Nehru was singularly responsible for ensuring that parliamentary democracy, despite all its imperfections, took root in the country. Along with Dr B.R. Ambedkar, he was instrumental in creating the democratic framework of the Indian Constitution. There is, of course, one major blemish in Nehru’s democratic record. Faced with the political threat of an elected communist government in Kerala, he succumbed to the pressure of his party to dismiss the E.M.S. Namboodiripad Ministry in 1959. Here again class interests overruled his sense of democratic proprieties.

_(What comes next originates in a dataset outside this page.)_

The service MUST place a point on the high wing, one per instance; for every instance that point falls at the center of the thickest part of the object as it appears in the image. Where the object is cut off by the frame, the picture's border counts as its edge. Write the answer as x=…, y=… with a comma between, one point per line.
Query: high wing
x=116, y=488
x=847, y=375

The present ruling establishment at the Centre represented by the BJP-Rashtriya Swayamsewak Sangh (RSS) combine represents much that is alien to his legacy. The contrast with Nehru cannot be greater. While the first Prime Minister of India strove to build a nationalism based on secular foundations, the current Prime Minister is proud to call himself a Hindu nationalist. While Nehru worked hard to inculcate the scientific temper among the people, Narendra Modi is purveying the RSS mythology that science was evolved and developed in the Vedic times; that genetic science existed in the time of the Mahabharata; and that Ganesha was a product of plastic surgery. What is happening is a full-scale assault on all secular values and social and cultural ideas that are inimical to the narrow sectarian Hindutva ideology.

Nehru’s vision of a secular state and his endeavours to create one through democratic means will remain an enduring legacy. This is now under serious attack from the old foes of Nehru—the Hindutvavadis. It is this legacy of Nehru that needs to be defended and nurtured.

Prakash Karat is the general secretary of the Communist Party of India (Marxist).